Pandemic movie 'Contagion' is back in movie rental charts following coronavirus outbreak

·2-min read
Kate Winslet in Contagion (Credit: Warner Bros)
Kate Winslet in Contagion (Credit: Warner Bros)

The 2011 movie Contagion is re-appearing in movie rental charts in the UK and the US, in the wake of the outbreak of coronavirus in Wuhan, China.

Steven Soderbergh's terrifying thriller, which was inspired by the 2003 SARS epidemic and the 2009 flu pandemic, tracked the spread of a deadly virus from discovery through its global spread to, finally, a vaccine being created.

But not before the fictional deaths of 26 million people worldwide 26 days after the virus's discovery, followed by instances of social disorder and widespread societal breakdown.

Contagion (Credit: Warner Bros)
Contagion (Credit: Warner Bros)

Why people would wish to revisit the movie now remains a mystery, but yesterday it emerged from obscurity to climb into the number 10 slot in the iTunes movie rental chart in the US (though it's since dropped down a few places to number 15).

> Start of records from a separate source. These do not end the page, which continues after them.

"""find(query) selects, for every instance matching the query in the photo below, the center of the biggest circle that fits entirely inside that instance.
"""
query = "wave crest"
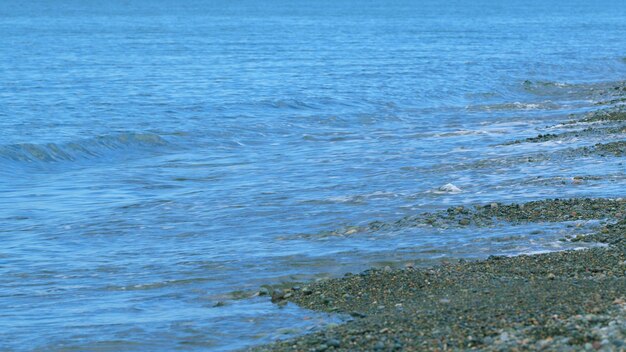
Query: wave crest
(83, 149)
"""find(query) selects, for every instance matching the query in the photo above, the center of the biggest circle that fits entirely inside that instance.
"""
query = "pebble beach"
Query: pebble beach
(561, 301)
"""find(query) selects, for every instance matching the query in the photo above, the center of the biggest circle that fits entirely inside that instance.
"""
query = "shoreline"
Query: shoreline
(566, 301)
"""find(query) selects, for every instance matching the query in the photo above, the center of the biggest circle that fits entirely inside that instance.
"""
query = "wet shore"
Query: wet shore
(564, 301)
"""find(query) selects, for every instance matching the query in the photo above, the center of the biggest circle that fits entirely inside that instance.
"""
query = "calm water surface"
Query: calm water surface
(157, 158)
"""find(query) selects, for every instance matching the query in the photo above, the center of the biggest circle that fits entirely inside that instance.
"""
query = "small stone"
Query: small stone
(321, 348)
(333, 343)
(278, 295)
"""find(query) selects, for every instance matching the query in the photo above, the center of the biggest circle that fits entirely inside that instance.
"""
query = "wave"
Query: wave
(84, 149)
(545, 105)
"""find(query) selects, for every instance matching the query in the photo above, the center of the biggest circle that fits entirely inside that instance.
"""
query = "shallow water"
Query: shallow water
(156, 159)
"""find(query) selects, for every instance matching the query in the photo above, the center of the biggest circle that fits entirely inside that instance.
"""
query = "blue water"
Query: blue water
(159, 157)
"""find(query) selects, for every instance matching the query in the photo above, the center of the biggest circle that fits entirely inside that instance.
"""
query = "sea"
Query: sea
(161, 161)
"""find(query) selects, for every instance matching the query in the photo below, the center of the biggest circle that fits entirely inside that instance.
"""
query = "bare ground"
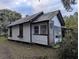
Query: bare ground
(15, 50)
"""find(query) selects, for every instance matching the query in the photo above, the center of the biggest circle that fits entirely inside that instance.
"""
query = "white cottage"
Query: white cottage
(41, 28)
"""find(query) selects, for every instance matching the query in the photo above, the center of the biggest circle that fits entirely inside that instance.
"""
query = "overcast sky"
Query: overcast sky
(33, 6)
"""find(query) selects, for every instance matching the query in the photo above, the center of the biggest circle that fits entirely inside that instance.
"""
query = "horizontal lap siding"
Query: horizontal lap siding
(26, 33)
(39, 39)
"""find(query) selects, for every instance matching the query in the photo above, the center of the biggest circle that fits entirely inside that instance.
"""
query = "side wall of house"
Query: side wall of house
(55, 30)
(15, 33)
(38, 38)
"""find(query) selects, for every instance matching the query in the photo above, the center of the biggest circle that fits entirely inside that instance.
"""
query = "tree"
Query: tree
(67, 4)
(6, 17)
(69, 46)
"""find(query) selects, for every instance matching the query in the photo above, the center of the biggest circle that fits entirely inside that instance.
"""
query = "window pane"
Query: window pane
(10, 31)
(43, 29)
(36, 29)
(21, 30)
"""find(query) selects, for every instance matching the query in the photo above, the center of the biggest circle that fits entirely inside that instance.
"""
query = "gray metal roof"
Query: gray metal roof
(23, 20)
(46, 16)
(42, 17)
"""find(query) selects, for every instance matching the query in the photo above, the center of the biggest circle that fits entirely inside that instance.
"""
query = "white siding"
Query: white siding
(51, 32)
(26, 33)
(40, 39)
(54, 33)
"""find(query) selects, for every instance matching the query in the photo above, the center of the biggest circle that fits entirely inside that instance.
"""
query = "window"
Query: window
(36, 29)
(20, 30)
(43, 29)
(10, 32)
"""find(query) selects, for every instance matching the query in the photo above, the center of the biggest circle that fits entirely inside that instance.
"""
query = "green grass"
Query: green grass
(22, 51)
(2, 39)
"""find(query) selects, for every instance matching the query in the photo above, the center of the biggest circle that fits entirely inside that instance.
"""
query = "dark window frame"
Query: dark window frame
(36, 30)
(43, 29)
(20, 31)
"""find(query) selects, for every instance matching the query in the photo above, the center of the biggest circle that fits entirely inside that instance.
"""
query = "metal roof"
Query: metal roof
(38, 17)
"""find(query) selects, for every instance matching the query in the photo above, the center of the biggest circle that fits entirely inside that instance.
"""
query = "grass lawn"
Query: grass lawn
(17, 50)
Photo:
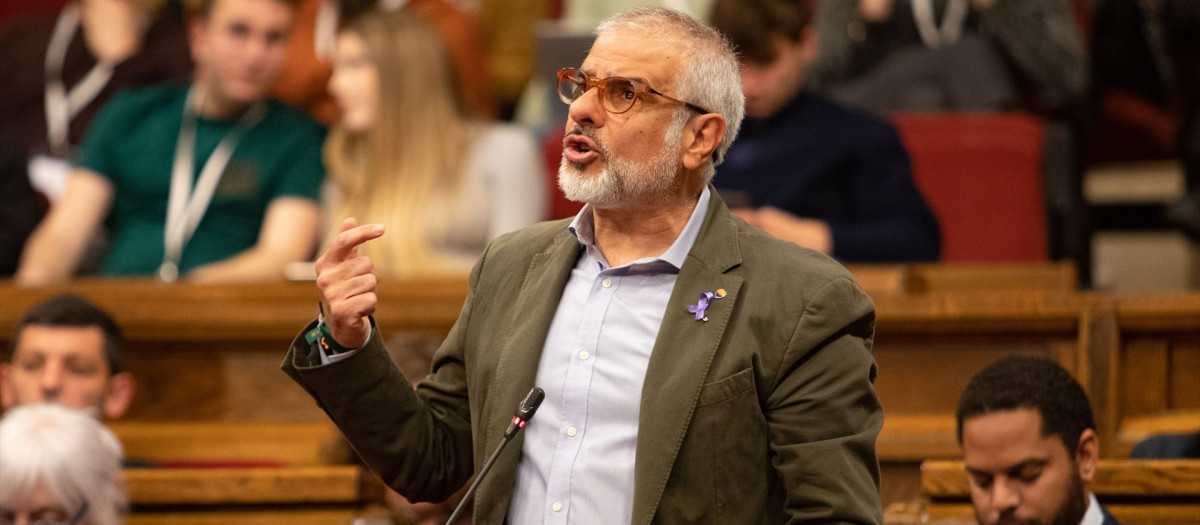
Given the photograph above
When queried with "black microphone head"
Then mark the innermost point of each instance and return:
(531, 403)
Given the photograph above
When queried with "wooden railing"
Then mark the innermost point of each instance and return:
(211, 354)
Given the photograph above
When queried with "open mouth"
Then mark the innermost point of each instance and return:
(579, 149)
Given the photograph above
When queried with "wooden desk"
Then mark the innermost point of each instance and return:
(329, 494)
(213, 352)
(929, 345)
(936, 278)
(1155, 384)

Some UK charts are placing the movie in a considerably higher spot than would be expected for a movie that's nearly a decade old, one placing it at 35 and another even higher at 21.

The virus, said to have originated in a live animal market in China's seventh biggest city, which at over 11 million people has a population larger than London, has killed more than 100 people.

Read more: Coronavirus ‘spreading quicker than Sars’

A further 4,500 cases have also been confirmed, with British nationals who are returning from the city now set to be quarantined for 14 days.

The Foreign Office is now warning against all but essential travel to China, with British Airways having already suspended all flights.

Gwyneth Paltrow in Contagion (Credit: Warner Bros)
Gwyneth Paltrow in Contagion (Credit: Warner Bros)

In Soderbergh's movie, it's discovered in the final scenes that the virus was initially spread from a bat, disturbed by jungle clearance, which drops infected food into a pig pen.

Gwyneth Paltrow's businesswoman later becomes the virus's 'patient zero'.